When the foreign funded HIV programs pull out

For those who were not fans of the former President George W. Bush's tenure, The President's Emergency Plan for AIDS Relief or PEPFAR was his only positive contribution to global affairs, a successful utilization of 'soft power' if there ever was one. When access to antiretroviral therapy was almost impossible for your average person in the developing world, PEPFAR provided entree to HIV drugs and services, at least in the selected PEPFAR countries. The program by now can boast of many achievements, particularly the sharply increased access to AIDS drugs even in the most disadvantaged settings. Millions of lives have been saved. But as I mentioned in an earlier post a couple of years ago, this is a fragile, dubious, and non-sustainable relationship in the long term. HIV requires lifelong treatment, and it is not healthy to have your existence depend on the decisions of a foreign government, especially an economically sputtering and lurching superpower.

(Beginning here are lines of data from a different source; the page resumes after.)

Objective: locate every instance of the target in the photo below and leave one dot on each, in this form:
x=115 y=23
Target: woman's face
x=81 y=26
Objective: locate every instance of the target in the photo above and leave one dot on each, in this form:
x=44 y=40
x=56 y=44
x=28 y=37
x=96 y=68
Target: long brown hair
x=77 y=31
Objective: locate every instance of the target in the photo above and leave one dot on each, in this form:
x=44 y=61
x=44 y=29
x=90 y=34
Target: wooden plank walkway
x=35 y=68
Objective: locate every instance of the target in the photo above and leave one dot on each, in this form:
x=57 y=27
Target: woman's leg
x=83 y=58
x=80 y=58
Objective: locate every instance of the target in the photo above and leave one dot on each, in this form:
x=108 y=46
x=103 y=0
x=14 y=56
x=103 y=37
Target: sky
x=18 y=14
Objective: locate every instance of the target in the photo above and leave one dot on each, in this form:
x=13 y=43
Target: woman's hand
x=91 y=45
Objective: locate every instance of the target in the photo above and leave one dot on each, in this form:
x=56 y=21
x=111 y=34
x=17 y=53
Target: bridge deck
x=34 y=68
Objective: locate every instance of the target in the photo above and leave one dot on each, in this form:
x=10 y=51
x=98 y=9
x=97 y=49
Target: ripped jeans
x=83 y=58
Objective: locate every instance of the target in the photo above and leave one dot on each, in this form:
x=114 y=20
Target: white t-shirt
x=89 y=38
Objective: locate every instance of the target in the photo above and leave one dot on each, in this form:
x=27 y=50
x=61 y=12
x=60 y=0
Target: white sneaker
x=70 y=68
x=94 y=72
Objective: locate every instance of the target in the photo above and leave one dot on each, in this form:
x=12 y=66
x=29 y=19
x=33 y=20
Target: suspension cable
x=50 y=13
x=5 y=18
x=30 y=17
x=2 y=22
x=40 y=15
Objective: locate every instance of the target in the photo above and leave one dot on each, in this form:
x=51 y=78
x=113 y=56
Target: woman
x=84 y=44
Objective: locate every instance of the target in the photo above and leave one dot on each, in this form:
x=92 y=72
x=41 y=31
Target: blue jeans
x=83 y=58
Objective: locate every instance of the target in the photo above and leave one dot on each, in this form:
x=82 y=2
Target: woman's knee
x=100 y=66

Now it seems that the chickens are coming to roost. PEPFAR has announced that it will no longer be funding health NGOs in South Africa that provide HIV/AIDS services. HIV positive patients are stranded and scrambling to find alternative sources of care. This generally means joining the long lines in the highly challenged public health care sector. The potential for treatment interruptions abounds. This unwelcome development has not gathered much attention in the international press, although the AIDS Healthcare Foundation has weighed in, launching a press release stating that President Obama's cutting of Global AIDS Funding is 'shameful.' Well, yes and no. The shame should at least be shared by the South African government, in particular the Department of Health, whose ultimate responsibility it is to provide reasonable access to HIV/AIDS services for citizens who need them. It is not the sort of responsibility you can outsource to foreigners in perpetuity.